第三十二回 お内仏の荘厳(二)

 前回、お内仏の話をさせていただきました。皆様方も身近なお内仏の方に、興味があったみたいで、色々と尋ねられることがありました。

 ご存じと思いますが、お内仏というのは、寺の本堂の内陣を基本としております。
 そして、それを、徐々に略していって、様々な形式のお内仏が存在するのです。大きく分けると、
 ①宮殿造り(くうでんづくり)
 ②宮殿御坊造り(くうでんごぼうづくり)
 ③(通)屋根造り(とおりやねづくり)
 ④平造り(ひらづくり)

 あとは、その番号の中間に、様々なバリエーション(地方によっても違う)が存在しますので、細かく分けると何十種類になります。
 ①宮殿造りと②宮殿御坊は、ほぼ型が決まっていますので、中間ものは少ないですが、これらの造りのお内仏は、開き方によっても種類が分かれています。
 三方開き(本三方)、柱開き(小口三方)、前開きの三種類です。

 宮殿というのは、本尊の阿弥陀様が安置されているところで、①番の宮殿造というのは、寺の宮殿そのものをミニチェア化して、中央に納めたものです。そして、その左右に両尊をかざっております。
 宮殿造の特徴は正方形です。皆様方は仏壇は、すべて長方形と思っておられると思いますが、宮殿造は、上から見ると完全な正方形です。
 つまり、お寺の内陣は正方形が基本ということです。
 寺の本尊である阿弥陀様の位置は、まさに、正方形の中央ということです。
 寺の内陣は、先月、説明をしたとおり浄土を模したものです。その前後左右の中央ということですから、阿弥陀様の役割もおわかりでしょう。まさに、阿弥陀様の世界ということなのです。

 写真(上)は某門徒家のお内仏です。
 正面が、その宮殿で、右側が十字名号、左側が九字名号です。もう少し、上等になりますと、親鸞聖人の厨子(ずし)をミニチャア化したものが納められていることが御座います。
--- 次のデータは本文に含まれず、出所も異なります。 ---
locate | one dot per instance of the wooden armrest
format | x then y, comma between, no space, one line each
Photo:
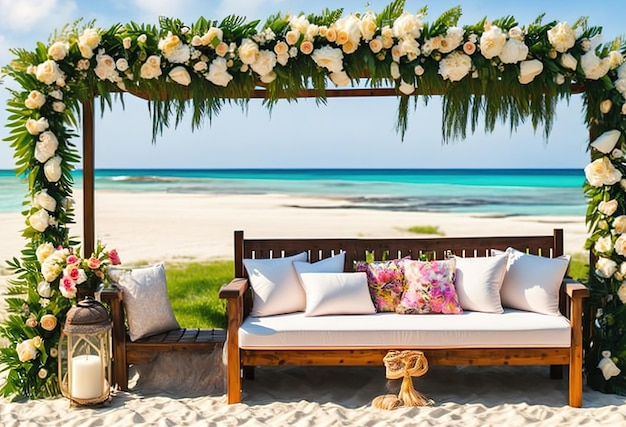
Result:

左側は蓮如上人となります。
 宮殿造のお内仏は、正方形ですので、一苦労することになります。毎朝、お給仕(お仏飯(おぶっぱん)をお供え)をしようとしても、奥の両尊までは手が届かないのです。
 そのために、お内仏の横壁の板を取り、代わりに、開閉ができる鎧戸(よろいど)金障子(きんしょうじ)が入っているのです。小口三方は、途中の中柱までが同様に鎧戸、金障子となっております。
 金障子というのは、お内仏を閉める内側の扉です。漆と金箔仕様ですので金障子と言います。
 鎧戸は、完全に閉じるときの外側の扉です。雨戸のようなものだと思ってもらえればわかりやすいです。
 横から手を入れる、すきまがないといけませんので、仏間は大きく場所をとることになります。小口三方でも、最低、一間半(約135センチ)の間口をとらなければなりません。
 写真(下)は、本三方側面の鎧戸です、奥まで給仕ができるように、小さな扉があるのが、おわかりでしょう。
 たまに、無理矢理、すきまなしの仏間に押し込められている小口三方の、お内仏を見ますが、よく知らずに、家を改築したのでしょう。今更、どうにもなりませんが、残念なことです。
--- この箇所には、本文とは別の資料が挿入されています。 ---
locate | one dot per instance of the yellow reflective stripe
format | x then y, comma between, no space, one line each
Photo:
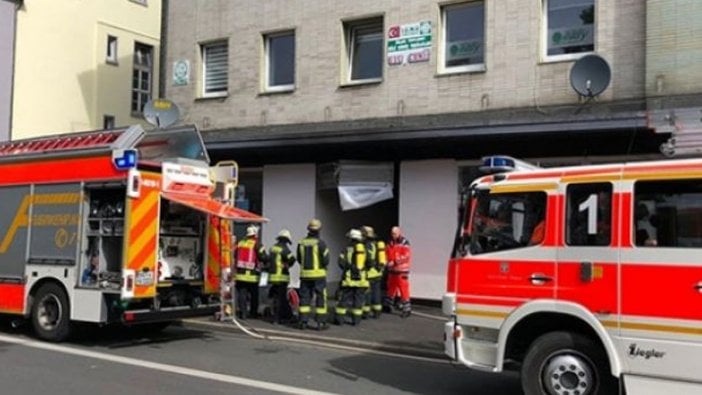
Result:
278,278
523,188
 実際、宮殿造りの、お内仏は大きくなります。50代ぐらいのサイズから御座いますが、50代でも幅は四尺(約120センチ)は必要です。天井は、やはり、壇を略すことをしない場合は、二メートルは必要です。
 実は写真の家のお内仏は、下の段が、かなり略されている(正式の三分の一ぐらい)のです。
 今、50代という表現をしました。これは、お内仏に納める軸のサイズのことです。本山仕様では、縦31.5cm、横14.3cmの大きさです。
 よく、「うちの仏壇は、お二百とか」、言われますが、それは、軸のサイズをさしまして、決して仏壇の大きさをあらわすものではありません
 もし、そう思っていたら大きな勘違いですので、頭の中で訂正しておいてください。(来月に、詳しい説明をする予定です)
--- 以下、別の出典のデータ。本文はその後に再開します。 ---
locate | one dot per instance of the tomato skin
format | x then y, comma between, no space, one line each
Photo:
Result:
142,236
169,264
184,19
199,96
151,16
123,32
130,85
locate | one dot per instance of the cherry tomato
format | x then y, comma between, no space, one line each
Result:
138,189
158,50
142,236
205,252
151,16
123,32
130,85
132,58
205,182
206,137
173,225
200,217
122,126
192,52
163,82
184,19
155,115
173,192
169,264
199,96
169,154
 では、ここで、その、お軸の話に入らせてもらいます。実際、この、お軸の方が大切ですので。
 お内仏の本尊は、阿弥陀様の絵像の、お軸が一般(九割以上)です。絵像には中央の阿弥陀様を中心に四十八本の光が描かれています。四十八本は四十八願、本願をあらわします。本願寺のいわれ、そのものです。
 その四十八本の後光ですが、東本願寺、大谷派は上部に描かれている光は六本です。ちなみに、西本願寺の方は八本です。
 さて、この本尊ですが、正式なものは、軸の裏に本山から受けた証の印が押されております。たまに、仏壇屋から購入すると、印のないものがありますので、その場合は本山の認めがないということになります。ですから、新たにお内仏を購入されるときは、そこのところを仏壇屋に確かめられることを推奨します。教務所(本山の出張所)での購入は間違いありませんが、遠いことも御座いますので、もし、お付き合いをしている寺がありましたら、その寺に購入を頼んでもよろしいでしょう。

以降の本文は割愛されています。